Some alarms that can cause a shutdown are eliminated by the self-inspection function and thus have no recorded fault events.
In addition, during the actual maintenance activities, due to the irregular work of the operator, some maintenance details are missing. Thus, more alarms have no available fault events. In this paper, we name these alarms the unlabeled data. On the contrary, the alarms that have available fault events are named the labeled data. The fewer labeled data make it harder to diagnose wind turbine faults. On the other hand, the unlabeled data are generally ignored by the existing studies. We will address both issues in this paper.
5. Conclusions
This paper proposed a novel fault diagnosis method for wind turbines with alarms based on word embedding and a Siamese convolutional neural network. To improve diagnosis accuracy, the proposed method collaboratively used labeled alarm sequences and unlabeled alarm sequences. For the unlabeled alarm sequences, the potential relationship among alarms was mined using the Skip-gram model, and n-dimensional pretrained alarm vectors were obtained. For the labeled alarm sequences, the discriminative features were extracted to distinguish different alarm sequences by the proposed S-ECNN model, in which the pretrained alarm vectors were optimized and trained. The effectiveness of the proposed method was proved by using the actual alarm data of a wind farm in China. The accuracy of the proposed S-ECNN model for distinguishing different alarm sequences was 86.8%, which was higher than its variants. The result indicated that the collaborative use of the labeled and the unlabeled alarm sequences could effectively improve the distinguishing ability. The macro-average accuracy of the proposed method for fault diagnosing was 97.0%, which was higher than its variants and the existing three methods. The result indicated that the proposed method could effectively improve fault diagnosis accuracy. In addition, the embedding layer introduced in the proposed network provides the possibility of transfer learning, which will be further researched in the following works.
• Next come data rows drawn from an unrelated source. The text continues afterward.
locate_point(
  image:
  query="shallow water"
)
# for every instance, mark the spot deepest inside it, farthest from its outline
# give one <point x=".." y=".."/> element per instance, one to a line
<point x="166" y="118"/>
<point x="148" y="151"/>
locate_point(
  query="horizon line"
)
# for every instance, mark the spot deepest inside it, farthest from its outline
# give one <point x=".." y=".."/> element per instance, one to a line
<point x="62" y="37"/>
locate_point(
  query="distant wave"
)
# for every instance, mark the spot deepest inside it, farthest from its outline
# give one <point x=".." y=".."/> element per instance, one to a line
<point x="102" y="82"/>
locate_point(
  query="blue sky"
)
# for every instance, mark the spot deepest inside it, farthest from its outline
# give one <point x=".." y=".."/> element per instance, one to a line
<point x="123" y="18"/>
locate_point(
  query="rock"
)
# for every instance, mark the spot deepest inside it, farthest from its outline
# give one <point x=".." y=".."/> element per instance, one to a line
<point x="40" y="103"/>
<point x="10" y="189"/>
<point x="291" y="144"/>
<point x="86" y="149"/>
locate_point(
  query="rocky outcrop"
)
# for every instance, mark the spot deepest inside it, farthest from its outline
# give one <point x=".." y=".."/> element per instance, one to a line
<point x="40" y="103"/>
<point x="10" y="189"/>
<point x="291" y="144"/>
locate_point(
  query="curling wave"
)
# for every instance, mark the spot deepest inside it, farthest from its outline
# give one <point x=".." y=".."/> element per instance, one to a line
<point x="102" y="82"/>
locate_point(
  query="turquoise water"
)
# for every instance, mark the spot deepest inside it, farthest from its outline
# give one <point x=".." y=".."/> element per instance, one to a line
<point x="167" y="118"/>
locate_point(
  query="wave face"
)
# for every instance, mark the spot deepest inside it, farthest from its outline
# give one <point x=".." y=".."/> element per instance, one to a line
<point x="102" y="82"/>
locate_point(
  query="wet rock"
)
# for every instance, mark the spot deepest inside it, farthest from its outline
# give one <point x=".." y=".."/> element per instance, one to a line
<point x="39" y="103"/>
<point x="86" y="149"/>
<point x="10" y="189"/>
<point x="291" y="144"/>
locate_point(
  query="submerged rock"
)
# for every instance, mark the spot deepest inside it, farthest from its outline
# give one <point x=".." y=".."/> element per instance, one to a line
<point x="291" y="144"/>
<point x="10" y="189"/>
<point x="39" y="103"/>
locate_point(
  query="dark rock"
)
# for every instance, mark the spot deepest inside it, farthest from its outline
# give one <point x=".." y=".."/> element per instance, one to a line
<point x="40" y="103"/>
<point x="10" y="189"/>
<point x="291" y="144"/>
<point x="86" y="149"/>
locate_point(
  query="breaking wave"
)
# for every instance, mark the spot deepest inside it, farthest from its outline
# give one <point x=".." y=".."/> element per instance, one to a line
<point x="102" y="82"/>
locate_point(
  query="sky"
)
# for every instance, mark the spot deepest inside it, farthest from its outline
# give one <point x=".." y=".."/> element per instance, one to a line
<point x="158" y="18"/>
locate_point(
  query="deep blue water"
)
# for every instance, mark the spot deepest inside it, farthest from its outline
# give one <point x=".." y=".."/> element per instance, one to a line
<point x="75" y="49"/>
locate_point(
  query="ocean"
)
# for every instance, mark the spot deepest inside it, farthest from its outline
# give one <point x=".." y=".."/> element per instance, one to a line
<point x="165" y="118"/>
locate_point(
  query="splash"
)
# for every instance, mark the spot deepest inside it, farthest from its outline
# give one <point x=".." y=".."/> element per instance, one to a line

The method proposed in this paper utilizes word embedding to convert alarms into numerical vector representations. Furthermore, alarm sequences consisting of multiple alarms can also be represented in matrix form. In industrial settings, alarm codes continue to increase and are not presented in the form of alarm sequences. Therefore, it is of great research value to investigate how to predict the next alarm code based on historical alarm sequences and thereby forecast the type of failure that wind turbines are likely to experience. Additionally, studying the relationship between the occurrence of alarms and wind turbine power and load is another worthwhile research question. Based on the numerical representation of alarm sequences, alternative time series data mining models such as Bi-LSTM [
37] can be used to establish prediction models.